LAKE HURON—The waters surrounding Manitoulin Island are sounding urgent alarms. Lake Huron faces a relentless squeeze from invasive species, rising temperatures and the unraveling of ecological balance that has supported these waters for millennia. Among the newest—and perhaps most troubling—signs came on July 14, when a recreational angler reported a dying grass carp floating in Baie du Doré, just a short drive north of Tiverton in Bruce County, close to the Bruce nuclear generating plant.
The Department of Fisheries and Oceans Canada (DFO) swiftly collected the fish, confirming it was a triploid (sterile) female grass carp—the third such carp found in Canadian waters of Lake Huron since surveillance began in 2013. DFO spokesperson Sam Di Lorenzo described it as one of the largest grass carp specimens processed by the agency, measuring 1,230 millimeters long, 780 millimeters in girth and weighing 26 kilograms.
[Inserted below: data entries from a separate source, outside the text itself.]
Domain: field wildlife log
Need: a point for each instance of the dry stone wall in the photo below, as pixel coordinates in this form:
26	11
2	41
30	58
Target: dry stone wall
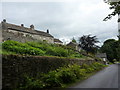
14	67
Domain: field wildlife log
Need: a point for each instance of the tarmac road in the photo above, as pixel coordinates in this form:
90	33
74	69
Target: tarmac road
106	78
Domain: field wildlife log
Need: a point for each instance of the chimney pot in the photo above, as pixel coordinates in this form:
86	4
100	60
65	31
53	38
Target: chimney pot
32	27
4	20
47	30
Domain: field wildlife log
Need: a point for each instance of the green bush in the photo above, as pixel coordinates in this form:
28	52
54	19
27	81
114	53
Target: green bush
61	76
39	48
21	48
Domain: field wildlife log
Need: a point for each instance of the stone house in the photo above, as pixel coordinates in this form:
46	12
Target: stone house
23	34
103	56
74	45
57	41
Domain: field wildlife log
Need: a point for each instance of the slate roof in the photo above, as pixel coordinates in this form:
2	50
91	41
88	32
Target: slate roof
26	30
101	55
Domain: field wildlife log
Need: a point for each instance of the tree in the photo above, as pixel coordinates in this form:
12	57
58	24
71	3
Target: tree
73	40
112	48
115	6
88	43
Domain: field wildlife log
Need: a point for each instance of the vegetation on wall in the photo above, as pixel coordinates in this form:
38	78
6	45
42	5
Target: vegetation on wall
61	77
87	43
38	48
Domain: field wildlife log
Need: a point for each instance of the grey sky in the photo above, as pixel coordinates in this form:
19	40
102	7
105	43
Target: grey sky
65	20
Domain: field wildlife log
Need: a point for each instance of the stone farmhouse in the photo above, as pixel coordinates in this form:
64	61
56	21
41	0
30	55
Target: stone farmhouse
23	34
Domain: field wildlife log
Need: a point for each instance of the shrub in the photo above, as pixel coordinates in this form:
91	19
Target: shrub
21	48
60	77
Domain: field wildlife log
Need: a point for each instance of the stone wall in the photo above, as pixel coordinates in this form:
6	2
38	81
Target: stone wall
15	66
16	36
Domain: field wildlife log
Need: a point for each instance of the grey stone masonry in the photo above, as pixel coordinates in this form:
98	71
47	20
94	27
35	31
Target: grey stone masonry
23	34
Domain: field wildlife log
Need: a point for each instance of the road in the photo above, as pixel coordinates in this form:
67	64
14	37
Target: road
106	78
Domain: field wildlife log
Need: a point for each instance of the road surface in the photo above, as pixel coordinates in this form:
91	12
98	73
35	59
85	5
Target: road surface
106	78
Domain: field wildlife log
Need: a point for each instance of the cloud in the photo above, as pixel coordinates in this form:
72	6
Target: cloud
64	19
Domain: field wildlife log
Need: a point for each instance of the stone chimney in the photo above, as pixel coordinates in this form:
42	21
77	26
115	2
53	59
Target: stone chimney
47	30
22	25
32	27
4	20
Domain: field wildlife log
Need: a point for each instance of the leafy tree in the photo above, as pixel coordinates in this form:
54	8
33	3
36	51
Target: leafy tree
73	40
88	43
115	6
112	48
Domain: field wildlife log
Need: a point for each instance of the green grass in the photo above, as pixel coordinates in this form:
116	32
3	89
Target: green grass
63	77
39	49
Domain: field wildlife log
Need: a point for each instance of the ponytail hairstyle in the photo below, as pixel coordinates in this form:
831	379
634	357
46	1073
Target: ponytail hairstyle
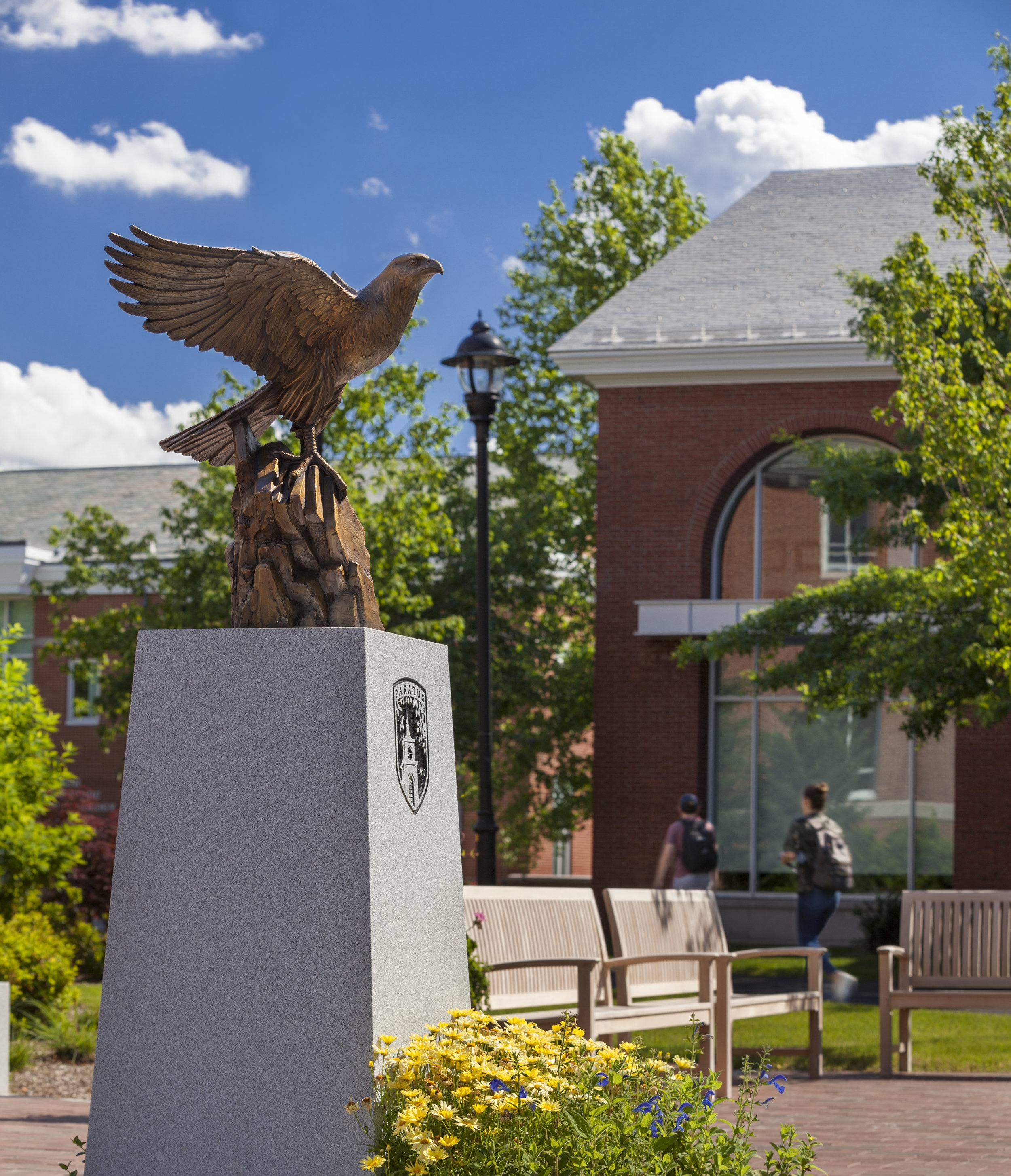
817	795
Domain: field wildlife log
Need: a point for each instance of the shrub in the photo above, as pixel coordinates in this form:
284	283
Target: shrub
70	1034
881	919
484	1098
38	962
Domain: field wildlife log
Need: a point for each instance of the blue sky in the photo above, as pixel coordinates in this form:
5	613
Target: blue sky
453	116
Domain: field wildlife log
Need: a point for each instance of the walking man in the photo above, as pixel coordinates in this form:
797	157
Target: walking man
815	846
690	847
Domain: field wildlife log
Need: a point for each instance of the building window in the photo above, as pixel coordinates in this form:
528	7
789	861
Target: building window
841	552
562	857
896	804
20	611
82	698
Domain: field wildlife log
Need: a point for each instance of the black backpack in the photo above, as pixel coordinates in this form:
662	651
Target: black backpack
834	863
699	852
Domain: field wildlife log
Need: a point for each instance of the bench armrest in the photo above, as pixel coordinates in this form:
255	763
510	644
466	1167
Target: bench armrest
566	962
759	953
621	962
Since 2012, the DFO’s Invasive Carp Program has processed 34 grass carp caught in Canadian Great Lakes waters. The two previous specimens in Lake Huron were caught near Sarnia in 2017 and 2018—both triploid and sterile as well.
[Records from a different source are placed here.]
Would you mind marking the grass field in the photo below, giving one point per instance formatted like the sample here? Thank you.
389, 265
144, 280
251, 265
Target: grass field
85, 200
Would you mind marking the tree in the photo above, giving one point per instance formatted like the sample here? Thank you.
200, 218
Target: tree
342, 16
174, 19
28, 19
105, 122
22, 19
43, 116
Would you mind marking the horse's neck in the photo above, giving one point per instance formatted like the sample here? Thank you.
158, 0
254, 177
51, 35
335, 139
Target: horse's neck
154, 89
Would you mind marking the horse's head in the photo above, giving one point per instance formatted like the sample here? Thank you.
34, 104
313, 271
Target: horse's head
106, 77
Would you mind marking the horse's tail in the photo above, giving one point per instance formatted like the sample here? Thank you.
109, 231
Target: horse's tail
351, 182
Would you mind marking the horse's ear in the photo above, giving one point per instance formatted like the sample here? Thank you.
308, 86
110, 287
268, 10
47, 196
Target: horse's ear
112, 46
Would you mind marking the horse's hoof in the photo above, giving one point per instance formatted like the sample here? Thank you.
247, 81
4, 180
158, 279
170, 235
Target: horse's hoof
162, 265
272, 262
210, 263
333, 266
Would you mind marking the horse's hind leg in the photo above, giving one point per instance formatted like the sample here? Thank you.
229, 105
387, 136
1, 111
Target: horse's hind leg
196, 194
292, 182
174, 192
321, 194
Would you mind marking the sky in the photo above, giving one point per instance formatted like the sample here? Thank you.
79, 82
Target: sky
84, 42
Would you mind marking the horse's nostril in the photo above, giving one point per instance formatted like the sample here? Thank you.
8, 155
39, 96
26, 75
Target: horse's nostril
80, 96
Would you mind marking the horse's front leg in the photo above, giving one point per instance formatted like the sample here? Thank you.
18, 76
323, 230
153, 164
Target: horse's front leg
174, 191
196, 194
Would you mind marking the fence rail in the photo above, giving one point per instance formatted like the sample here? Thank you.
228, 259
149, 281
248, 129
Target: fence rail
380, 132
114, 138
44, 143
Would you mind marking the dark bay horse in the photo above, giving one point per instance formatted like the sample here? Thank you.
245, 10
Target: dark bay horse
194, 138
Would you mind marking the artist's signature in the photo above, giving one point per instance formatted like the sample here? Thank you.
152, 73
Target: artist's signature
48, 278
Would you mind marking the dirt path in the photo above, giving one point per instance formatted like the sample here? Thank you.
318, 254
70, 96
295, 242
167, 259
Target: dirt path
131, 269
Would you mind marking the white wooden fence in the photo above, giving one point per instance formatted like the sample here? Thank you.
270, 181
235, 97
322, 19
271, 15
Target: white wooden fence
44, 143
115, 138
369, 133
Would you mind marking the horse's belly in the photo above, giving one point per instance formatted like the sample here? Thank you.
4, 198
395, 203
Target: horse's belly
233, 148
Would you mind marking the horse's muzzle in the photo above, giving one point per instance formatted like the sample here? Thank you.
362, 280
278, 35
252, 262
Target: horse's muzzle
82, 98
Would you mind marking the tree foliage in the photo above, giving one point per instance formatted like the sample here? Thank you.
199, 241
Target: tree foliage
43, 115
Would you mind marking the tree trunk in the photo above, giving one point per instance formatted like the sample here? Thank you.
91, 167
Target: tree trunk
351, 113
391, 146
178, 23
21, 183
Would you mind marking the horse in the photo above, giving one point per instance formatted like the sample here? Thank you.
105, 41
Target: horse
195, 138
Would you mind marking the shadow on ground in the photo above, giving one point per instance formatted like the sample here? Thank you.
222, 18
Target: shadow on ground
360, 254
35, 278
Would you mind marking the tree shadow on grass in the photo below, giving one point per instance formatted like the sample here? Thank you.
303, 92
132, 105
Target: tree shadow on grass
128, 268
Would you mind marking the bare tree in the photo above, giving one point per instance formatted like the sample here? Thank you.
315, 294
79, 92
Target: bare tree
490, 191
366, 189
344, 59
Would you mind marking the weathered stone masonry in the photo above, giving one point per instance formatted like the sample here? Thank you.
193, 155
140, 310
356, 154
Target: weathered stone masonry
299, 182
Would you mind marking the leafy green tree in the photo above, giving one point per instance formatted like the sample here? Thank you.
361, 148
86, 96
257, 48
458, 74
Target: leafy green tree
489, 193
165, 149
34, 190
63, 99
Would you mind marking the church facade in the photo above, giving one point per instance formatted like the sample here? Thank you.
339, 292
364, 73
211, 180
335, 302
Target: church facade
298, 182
Grass carp belong to a family of four invasive Asian carp species threatening the Great Lakes—the others being bighead, black and silver carp. Introduced to the southern United States in the late 1960s and 1970s as biological controls in aquaculture, these fish have since expanded aggressively.
Among them, grass carp are considered the most imminent threat to the Great Lakes. Researchers have found evidence of natural reproduction in US tributaries to Lake Erie, including the Sandusky and Maumee rivers, though no established populations have yet been confirmed in Ontario’s Great Lakes. The threat, however, remains real and intensifying.
Grass carp feast primarily on aquatic vegetation—up to 40 percent of their body weight daily. They digest about half and expel the rest, which pollutes the water and promotes algal blooms. Just 10 adult grass carp per hectare can reduce wetland vegetation by half, a devastating blow to habitats critical for fish spawning and birds that rely on aquatic plants. If these carp establish in Lake Huron, they could imperil 33 fish species and 18 bird species, profoundly disrupting the ecosystem and the livelihoods tied to it.
This latest discovery arrives amid already dire conditions. Alewife populations have surged unchecked since the sea lamprey—a parasitic invasive—devastated rainbow trout, one of alewife’s few natural predators. The result: an overabundance of alewife upsetting Lake Huron’s food web.
Not far to the south, Lake Erie, the Great Lakes’ shallowest, has long battled algae blooms and warming waters worsened by industrial runoff. The winter of 2023–24 was nearly ice-free, robbing aquatic species of the cooling rest they rely on. This spring, mass die-offs of temperature-sensitive fish were grimly visible: alewife washed up along Lake Erie’s shores; gizzard shad, vital forage fish, littered beaches on Lake Huron, including those beloved by Manitoulin Island’s communities.
By early July, some Lake Erie waters warmed to 30 degrees Celsius—bathwater heat that stokes algae blooms and suffocates fish.
Lake Huron’s fragile ecosystem now faces the double threat of these warming waters and invasive species pushing native populations closer to collapse. The confirmed presence of grass carp DNA and the recent large specimen in Baie du Doré marks a critical turning point.
DFO’s Invasive Carp Program is monitoring more than 30 high-risk tributaries and wetlands along Canada’s Great Lakes coastlines, including several rivers flowing into Lake Huron. Their surveillance, informed by scientific habitat modeling, seeks early detection and rapid response to invasive carp threats.
Beyond monitoring, outreach efforts educate the public on invasive species impacts and identification, urging anyone who catches a grass carp to take photos, note the location, and report immediately to DFO or the Invading Species Hotline (1-800-563-7711). If unable to report right away, anglers are advised not to release the fish back into the water.
For Manitoulin Island, these developments are far more than abstract ecological facts. The lake is life—sustaining fish, wildlife, plants and people whose cultures and economies are inseparable from these waters.
If the march of warming waters, unchecked invasive species and habitat loss continues, Lake Huron risks becoming a shadow of itself—murky, unbalanced and dominated by invaders.
The call is clear: vigilance, science-driven policy, community action. Because the future of Manitoulin Island depends on preserving the lake’s fragile balance before it slips beyond repair.